Driving this innovation is the games that offer these real-time, 3D, social, and persistent experiences right now.
And the number of us participating in that reality is, from a certain perspective, mind-blowing. Half of humanity plays video games, according to a recent Unity report. Most of those might play mostly in 2D experiences on the handheld computers they carry around in their pockets or purses, but every step is a step.
And gaming is still growing.
Sure, there’s a dip right now, given the massive Covid surge that saw games explode in popularity. But as a veteran of numerous console cycles in the old-school gaming industry, Riccitiello sees that as temporary: just part of the reversion to the mean that he’s seen in the up-and-to-the-right curving sine wave of gaming growth.
“The industry jumped up in 2020 and 2021 in ways that were out of trend, massively out of trend,” Riccitiello says. “And so, that we start to see in ’22, a little bit of that sine wave up into the right where there’s some correction against that, is not a surprise.”

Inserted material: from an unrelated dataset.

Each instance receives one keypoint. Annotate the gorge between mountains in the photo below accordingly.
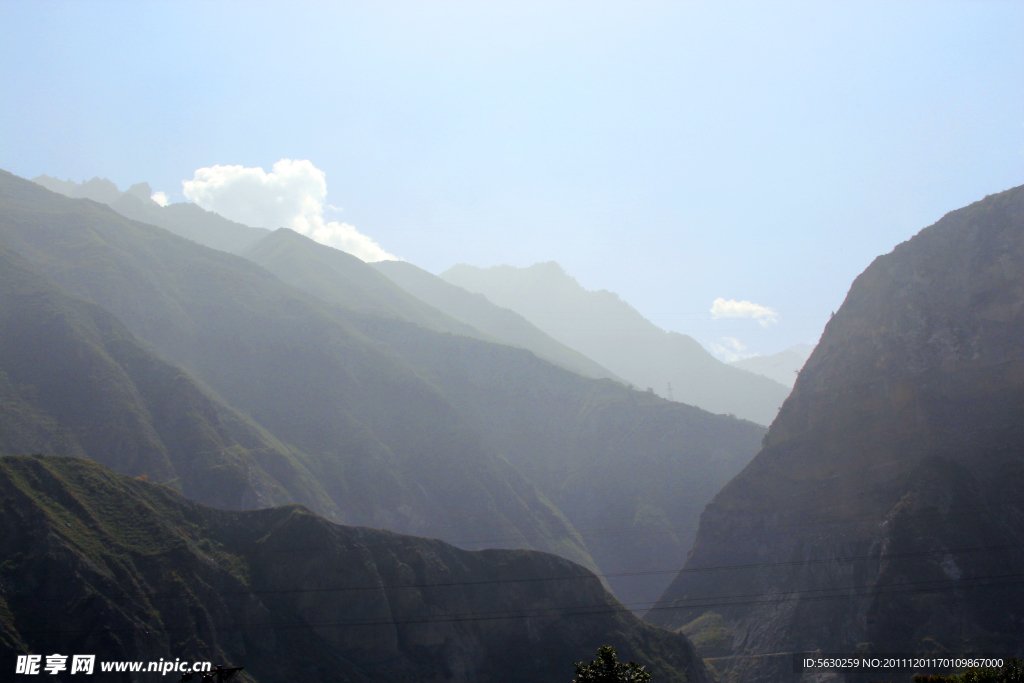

What Covid may actually have done is accelerated the metaverse not just by means of making us more dependent on Metaverse 0.1, our current internet, but in fueling extra hunger for real-time, social, 3D experiences.
Those kinds of games, a recent Unity report says, grew 40% on mobile and 150% on desktop over the last year.
But the relentless metaverse hype is a problem for tech companies, Riccitiello says.
Over-promising and under-delivering — as Meta did in early releases of Horizon Worlds that were mocked as less visually appealing than decade-old games or almost 20-year-old experiences like Second Life.
“There’s precious few concepts that are more hyperinflated and confused than what is the metaverse,” he told me. “We’ve lost the simplicity because the baubles in front of us, the ornaments in front of us have obliterated the view of what’s really happening. And so that’s troublesome to me, because I think that misunderstanding is going to wash through the media where they’re going to say, ‘Metaverse, metaverse, metaverse,’ you know, ‘Long live the king,’ followed by ‘Metaverse, metaverse, metaverse,’ you know, ‘It’s over and gone and dead.’
In other words, the emperor has no clothes.
Perhaps its inevitable that every hyped technology goes through the trough of disillusionment before reaching the high plains of productivity.
Or perhaps it’s just those that some are desperate to sell us on.